她摸到了床头叠放得整整齐齐的靛青衣袍,一只素手紧紧攥着却显得苍白无力。
“这是,那年初入山门,我与杨屏舞打架,不小心扯坏的师尊的衣衫……”
黎霁身体一僵。
青欢自说自话道:“我不愿为师尊立冢,就把它放在离水窟中,杨屏舞跪了它八百年,离开的时候砸了离水窟,还带走了这件衣衫。”
“她说,她只要出去,就一定会来找我。我知道仙门大会她一定会出现,所以日日等候,没想到……没想到最后一日,竟在苍玉山。”
“又在苍玉山。”她自嘲道,“师尊死在苍玉山,险些声名尽毁,我也半死不活,妖身被那许多人看见。她说要让我和师尊一样,杨屏舞从不食言。”
“是奢比尸救了杨屏舞。是他那个在沧清门的暗线,趁我不在进了苍玉山,松了离水窟的结界。杨屏舞想报复我是理所当然,可奢比尸为什么?”她说罢顿了一顿,复又无力一笑,“可能他就是觉得好玩吧。

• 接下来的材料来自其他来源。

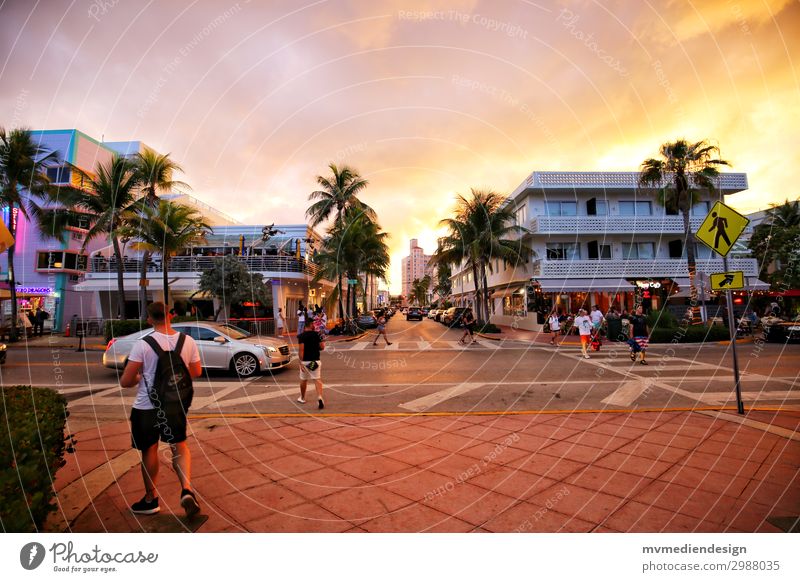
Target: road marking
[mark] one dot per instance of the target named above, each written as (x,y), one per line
(626,394)
(432,400)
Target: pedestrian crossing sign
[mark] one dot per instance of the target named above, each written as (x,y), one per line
(721,228)
(729,280)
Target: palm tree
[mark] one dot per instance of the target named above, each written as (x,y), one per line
(167,229)
(338,193)
(154,173)
(683,169)
(22,165)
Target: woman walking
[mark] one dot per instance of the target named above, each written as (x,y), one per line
(382,331)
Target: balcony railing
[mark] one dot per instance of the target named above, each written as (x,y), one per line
(264,264)
(638,268)
(597,225)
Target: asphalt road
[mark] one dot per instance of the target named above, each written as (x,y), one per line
(425,370)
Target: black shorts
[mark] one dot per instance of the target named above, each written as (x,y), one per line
(148,426)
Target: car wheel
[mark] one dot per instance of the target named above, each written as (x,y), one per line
(245,365)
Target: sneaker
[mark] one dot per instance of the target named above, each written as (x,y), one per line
(189,503)
(144,507)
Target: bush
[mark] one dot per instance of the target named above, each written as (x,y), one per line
(120,327)
(32,447)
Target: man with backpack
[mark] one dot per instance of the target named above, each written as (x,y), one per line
(162,365)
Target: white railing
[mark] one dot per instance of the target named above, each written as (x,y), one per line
(638,268)
(595,225)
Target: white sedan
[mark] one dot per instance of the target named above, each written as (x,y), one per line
(221,346)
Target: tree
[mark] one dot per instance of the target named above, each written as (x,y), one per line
(166,229)
(338,193)
(154,173)
(775,243)
(683,169)
(23,164)
(229,281)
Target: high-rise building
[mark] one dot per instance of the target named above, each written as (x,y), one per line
(415,266)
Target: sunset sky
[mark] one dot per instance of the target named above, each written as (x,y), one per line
(425,99)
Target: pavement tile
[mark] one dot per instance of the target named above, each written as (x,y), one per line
(632,464)
(371,468)
(416,518)
(358,505)
(321,482)
(469,503)
(306,518)
(512,482)
(528,518)
(572,500)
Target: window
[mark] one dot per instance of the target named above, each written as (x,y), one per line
(635,208)
(562,208)
(633,251)
(563,251)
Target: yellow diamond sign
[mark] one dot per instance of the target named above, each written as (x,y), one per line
(721,228)
(729,280)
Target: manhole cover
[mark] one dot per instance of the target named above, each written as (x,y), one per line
(787,524)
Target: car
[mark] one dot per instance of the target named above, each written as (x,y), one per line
(222,347)
(367,321)
(414,313)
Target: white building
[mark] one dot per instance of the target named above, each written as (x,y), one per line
(596,238)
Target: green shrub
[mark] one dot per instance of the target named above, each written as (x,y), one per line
(120,327)
(32,446)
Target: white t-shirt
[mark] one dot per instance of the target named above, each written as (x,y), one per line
(584,324)
(141,352)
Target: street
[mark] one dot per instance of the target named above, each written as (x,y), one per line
(426,370)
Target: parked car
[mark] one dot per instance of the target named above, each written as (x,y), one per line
(222,347)
(452,317)
(414,313)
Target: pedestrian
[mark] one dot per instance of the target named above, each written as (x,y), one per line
(555,326)
(640,333)
(584,324)
(468,321)
(280,322)
(151,423)
(597,318)
(381,331)
(309,348)
(301,319)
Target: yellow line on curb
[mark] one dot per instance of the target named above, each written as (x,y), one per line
(484,413)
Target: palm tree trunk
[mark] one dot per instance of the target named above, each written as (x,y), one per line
(120,279)
(691,265)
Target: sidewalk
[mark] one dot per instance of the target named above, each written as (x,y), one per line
(615,472)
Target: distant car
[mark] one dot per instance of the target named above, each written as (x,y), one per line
(221,346)
(367,321)
(414,313)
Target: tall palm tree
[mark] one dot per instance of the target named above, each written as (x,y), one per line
(22,165)
(167,229)
(683,169)
(338,193)
(155,173)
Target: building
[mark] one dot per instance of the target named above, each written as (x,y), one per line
(596,238)
(415,266)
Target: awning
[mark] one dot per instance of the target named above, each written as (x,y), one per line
(585,285)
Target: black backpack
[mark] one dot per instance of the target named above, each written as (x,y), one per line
(172,388)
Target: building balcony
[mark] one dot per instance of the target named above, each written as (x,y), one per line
(596,225)
(647,268)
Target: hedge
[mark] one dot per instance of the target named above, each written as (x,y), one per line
(32,447)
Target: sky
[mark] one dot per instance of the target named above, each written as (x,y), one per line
(425,99)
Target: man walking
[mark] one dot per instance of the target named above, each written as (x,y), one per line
(584,324)
(310,345)
(150,424)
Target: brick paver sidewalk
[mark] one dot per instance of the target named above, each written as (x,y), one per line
(652,472)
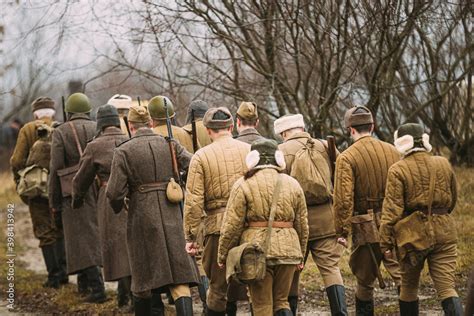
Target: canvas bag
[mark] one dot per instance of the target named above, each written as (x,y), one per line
(247,263)
(33,180)
(67,174)
(314,177)
(415,231)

”
“阿霁。”青欢终于将眼神放在他身上,抬起手虚虚回抱住他,有一下没一下地顺着他的背,“你是我遇到最果敢、有抱负、有决心,也有能力的一个。”
黎霁没懂她什么意思。
青欢接着道:“不需要我,你也可以圆自己的夙愿,不要把时间浪费在我身上了。我……能走到今天,已经足够。我最后的心愿就是你能得偿所愿,我也相信你一定可以的。”
“我这些年都为师尊而活,三世六爻石都算不出我的因果,流云琅玕也不过我一片痴心妄想,自欺欺人。而今无可为,我亦倦了。”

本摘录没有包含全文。